Much had changed in America – and within Jefferson Airplane – in just the two short years since the release of the San Francisco collective's breakthrough smash Surrealistic Pillow. The countercultural movement had darkened, government involvement in Vietnam escalated, and regard for human rights fallen. Retreating from the excessive experimentalism that graced its prior two LPs, the Airplane responded to the social circumstances with defiant, assured, and cohesive songs shot through with driving psychedelia, crunchy acid-rock, and rustic country. From start to finish, it's the aural equivalent of a demonstration march.

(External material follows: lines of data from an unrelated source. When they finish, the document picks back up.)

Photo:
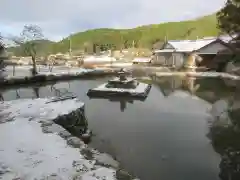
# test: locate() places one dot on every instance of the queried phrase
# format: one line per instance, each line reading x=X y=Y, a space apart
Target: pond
x=164 y=137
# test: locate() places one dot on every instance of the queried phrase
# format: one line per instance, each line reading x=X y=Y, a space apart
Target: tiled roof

Having drawn attention for the inclusion of profanities in multiple tunes, the Top 20 LP also ran up against the nonprofit Volunteers of America after the sextet wanted to title the record Volunteers of Amerika in order to express further dissatisfaction with the country. While Grace Slick and Co. gave into the charity's desires to switch the name, there's nothing compromising about Volunteers. Kaukonen's leads cut searing swaths through urgent fare like "Eskimo Blue Day" and anthemic "We Can Be Together," which boldly speaks out against convention and in favor of chaos and anarchy.

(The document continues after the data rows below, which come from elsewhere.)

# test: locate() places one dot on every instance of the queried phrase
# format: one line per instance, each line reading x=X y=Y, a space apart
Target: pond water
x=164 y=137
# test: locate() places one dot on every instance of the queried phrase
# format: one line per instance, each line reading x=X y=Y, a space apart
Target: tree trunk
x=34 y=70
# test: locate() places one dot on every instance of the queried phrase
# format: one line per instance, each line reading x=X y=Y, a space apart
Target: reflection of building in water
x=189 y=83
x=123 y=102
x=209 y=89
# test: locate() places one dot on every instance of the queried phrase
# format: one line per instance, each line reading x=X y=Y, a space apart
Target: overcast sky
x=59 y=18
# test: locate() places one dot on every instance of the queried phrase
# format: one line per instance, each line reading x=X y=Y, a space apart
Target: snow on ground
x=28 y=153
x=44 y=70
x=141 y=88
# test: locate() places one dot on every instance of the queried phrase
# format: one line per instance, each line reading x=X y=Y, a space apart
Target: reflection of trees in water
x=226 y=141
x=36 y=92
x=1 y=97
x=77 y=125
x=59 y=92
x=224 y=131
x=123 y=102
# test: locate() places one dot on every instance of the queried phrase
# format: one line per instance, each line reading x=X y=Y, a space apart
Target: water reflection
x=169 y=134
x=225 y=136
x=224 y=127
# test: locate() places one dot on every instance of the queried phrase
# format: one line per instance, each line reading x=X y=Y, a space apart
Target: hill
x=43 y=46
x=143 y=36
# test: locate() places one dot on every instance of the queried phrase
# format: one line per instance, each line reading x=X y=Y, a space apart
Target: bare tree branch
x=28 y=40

Indeed, in organizing a pseudo summit of many of the counterculture's leading musical figures to participate on Volunteers, the Airplane treats the album as an orchestrated stance against the establishment. Stills and Crosby assist in rocking the boat on a turbulent cover of "Wooden Ships" lined with Slick and Marty Balin's overlapping lead vocals. Hopkins gooses the call-to-arms title track with frisky boogie-woogie lines. Garcia lends "The Farm" a suitable rustic vibe, and on his final appearance with the Airplane, drummer Spencer Dryden helms the pastoral sing-a-long "A Song for All Seasons."